Minnesota Department of Transportation officials are relieved that Congress on Thursday passed a stopgap measure that will keep the Federal Highway Trust Fund solvent for another nine months and construction and transportation projects in the state on track.
The last-minute vote by the U.S. Senate provides $10.9 billion that the U.S. Department of Transportation can use to reimburse states for the costs to make repairs and infrastructure improvements to roads, rails, airports, the very aspects of the transportation system members of Congress used on Friday when many left Washington to start a five-week recess.
That was critical for MnDOT, which this summer is doing the second-biggest slate of metro area road construction projects in its history — 74 of them - plus another 199 outstate. In total, the agency is spending more than $770 million this summer on road construction and 60 percent of that comes from the Highway Trust Fund.
Without action, the Highway Trust Fund was projected to run dry by Aug. 29, and transportation secretary Anthony Foxx had said the department would cutback on its payments to states. That threatened to halt as many as 112,000 projects nationwide, including highway repairs and bridge construction.
"The good news is that Congress has avoided bankrupting the Highway Trust Fund," Foxx said. "The bad news is that there is still no long-term certainty, and this latest band-aid expires right as the next construction season begins."

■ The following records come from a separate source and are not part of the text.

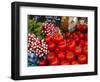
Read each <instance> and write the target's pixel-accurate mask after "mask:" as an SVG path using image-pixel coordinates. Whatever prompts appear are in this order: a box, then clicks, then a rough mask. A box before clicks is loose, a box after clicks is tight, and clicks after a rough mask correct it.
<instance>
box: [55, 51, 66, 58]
mask: <svg viewBox="0 0 100 82" xmlns="http://www.w3.org/2000/svg"><path fill="white" fill-rule="evenodd" d="M57 55H58V59H59V60H64V58H65V53H64V52H63V51H59V52H58V54H57Z"/></svg>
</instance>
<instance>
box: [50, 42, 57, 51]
mask: <svg viewBox="0 0 100 82" xmlns="http://www.w3.org/2000/svg"><path fill="white" fill-rule="evenodd" d="M55 47H56V45H55V43H54V42H50V43H49V44H48V49H49V50H54V49H55Z"/></svg>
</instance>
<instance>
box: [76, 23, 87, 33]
mask: <svg viewBox="0 0 100 82" xmlns="http://www.w3.org/2000/svg"><path fill="white" fill-rule="evenodd" d="M76 29H77V30H78V31H80V32H86V31H87V25H86V24H77V25H76Z"/></svg>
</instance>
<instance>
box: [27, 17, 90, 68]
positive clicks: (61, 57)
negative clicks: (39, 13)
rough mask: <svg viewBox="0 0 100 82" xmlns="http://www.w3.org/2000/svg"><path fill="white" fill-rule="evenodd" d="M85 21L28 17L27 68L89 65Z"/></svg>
mask: <svg viewBox="0 0 100 82" xmlns="http://www.w3.org/2000/svg"><path fill="white" fill-rule="evenodd" d="M87 22H88V19H87V17H70V16H39V15H28V34H27V51H28V52H27V54H28V56H27V57H28V66H56V65H83V64H88V23H87Z"/></svg>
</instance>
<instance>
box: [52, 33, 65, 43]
mask: <svg viewBox="0 0 100 82" xmlns="http://www.w3.org/2000/svg"><path fill="white" fill-rule="evenodd" d="M62 40H64V37H63V36H62V35H60V34H58V33H55V34H54V35H53V41H54V42H55V43H58V42H60V41H62Z"/></svg>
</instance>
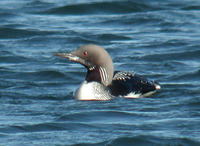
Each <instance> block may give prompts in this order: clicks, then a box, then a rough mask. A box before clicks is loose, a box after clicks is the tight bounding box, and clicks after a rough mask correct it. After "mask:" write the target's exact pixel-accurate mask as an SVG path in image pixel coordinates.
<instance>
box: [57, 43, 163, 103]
mask: <svg viewBox="0 0 200 146" xmlns="http://www.w3.org/2000/svg"><path fill="white" fill-rule="evenodd" d="M54 55H55V56H59V57H64V58H68V59H69V60H72V61H74V62H78V63H80V64H82V65H83V66H85V67H86V68H87V75H86V79H85V81H84V82H83V83H82V84H81V85H80V87H79V88H78V89H77V90H76V91H75V93H74V97H75V98H76V99H78V100H109V99H112V98H114V97H116V96H119V97H125V98H140V97H146V96H150V95H152V94H153V93H155V92H156V91H157V90H160V89H161V86H160V85H159V84H158V83H157V82H153V81H150V80H148V79H147V78H145V77H144V76H141V75H139V74H137V73H135V72H131V71H123V72H121V71H116V72H114V67H113V61H112V59H111V57H110V55H109V54H108V52H107V51H106V50H105V49H104V48H102V47H100V46H98V45H93V44H89V45H83V46H80V47H78V48H77V50H75V51H72V52H70V53H54Z"/></svg>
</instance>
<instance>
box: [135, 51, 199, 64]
mask: <svg viewBox="0 0 200 146" xmlns="http://www.w3.org/2000/svg"><path fill="white" fill-rule="evenodd" d="M199 54H200V50H194V51H187V52H186V51H184V52H174V53H162V54H150V55H145V56H142V57H138V59H139V60H146V61H157V62H158V61H163V60H191V59H196V60H199Z"/></svg>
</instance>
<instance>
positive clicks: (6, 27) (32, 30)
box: [0, 26, 54, 39]
mask: <svg viewBox="0 0 200 146" xmlns="http://www.w3.org/2000/svg"><path fill="white" fill-rule="evenodd" d="M0 32H1V33H0V39H13V38H27V37H32V36H41V35H42V36H43V35H50V34H54V32H51V31H41V30H28V29H19V28H9V27H4V26H2V27H0ZM11 34H12V35H11Z"/></svg>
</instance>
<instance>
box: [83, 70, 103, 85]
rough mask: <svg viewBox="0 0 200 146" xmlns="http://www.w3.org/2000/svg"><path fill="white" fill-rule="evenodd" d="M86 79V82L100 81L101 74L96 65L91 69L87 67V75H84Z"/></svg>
mask: <svg viewBox="0 0 200 146" xmlns="http://www.w3.org/2000/svg"><path fill="white" fill-rule="evenodd" d="M86 81H87V82H92V81H96V82H99V83H101V75H100V72H99V67H98V66H96V67H95V68H94V69H92V70H89V69H88V72H87V76H86Z"/></svg>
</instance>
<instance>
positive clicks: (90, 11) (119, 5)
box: [41, 1, 160, 15]
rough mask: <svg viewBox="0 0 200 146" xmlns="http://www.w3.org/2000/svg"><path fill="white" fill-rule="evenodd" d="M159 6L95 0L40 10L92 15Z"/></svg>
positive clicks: (132, 1)
mask: <svg viewBox="0 0 200 146" xmlns="http://www.w3.org/2000/svg"><path fill="white" fill-rule="evenodd" d="M158 9H160V8H158V7H153V6H151V5H149V4H143V3H138V2H133V1H129V2H96V3H81V4H76V5H66V6H62V7H57V8H52V9H50V10H47V11H44V12H41V13H42V14H59V15H64V14H68V15H69V14H70V15H84V14H88V15H94V14H118V13H120V14H123V13H133V12H140V11H148V10H150V11H152V10H158Z"/></svg>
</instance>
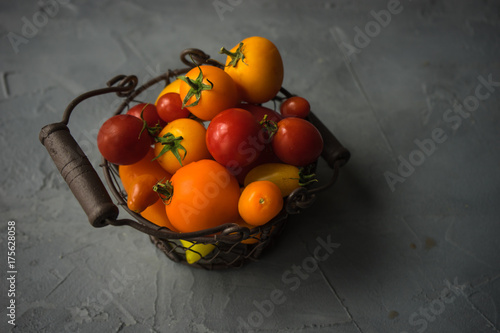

For now it will be business as usual, and high-profile projects can move forward. Some of those include putting in the new MnPass lane from Maryland Avenue to Little Canada Road along I-35E in St. Paul and Maplewood, adding a third lane on I-494 in Plymouth and Maple Grove, rebuilding and expanding Hwy. 100 to three lanes in each direction between Cedar Lake Road and 36th Street in St. Louis Park. That should start sometime in August.
But things are not as clear for next year since the Highway Trust Fund is expected to run out of money again in May. That makes planning for next year's projects a bit more uncertain, spokesman Kevin Gutknecht said.
"We are glad that Congress has developed a short-term solution, but we [MnDOT] believe that Congress needs to develop a long-term sustainable solution to fund transportation," Gutknecht said. "The transportation system is used to move goods and services, and people. It's extremely important and Congress needs to figure it out."
The Highway Fund and the associated Mass Transit Fund depends on revenue from the national gas tax of 18.4 cents per gallon, which was last increased in 1993. As fuel economy has improved and American drove less, money collected through the tax has dropped while construction costs have gone up. Talk about raising the tax has come up, but Thursday's vote almost assures it won't come to the table again until after mid-term elections in November.
That drew the ire of Larry Hanley, international president of the Amalgamated Transit Union.
“Instead of facing the transportation equivalent of a government shutdown, Congress has approved a temporary fix to fund the Highway Trust Fund and put off making any tough decisions until next year," he said in a statement "This ongoing game of “kick the commuter down the road”, marks the fifth time since 2008 that Congress has passed a short-term extension of the bill."
Said Foxx, "while Congress may be able to wait until May, the country cannot. Americans deserve a multi-year transportation bill that provides the certainty that businesses and communities deserve, creates jobs, and makes necessary policy updates to lay the foundation for lasting economic growth."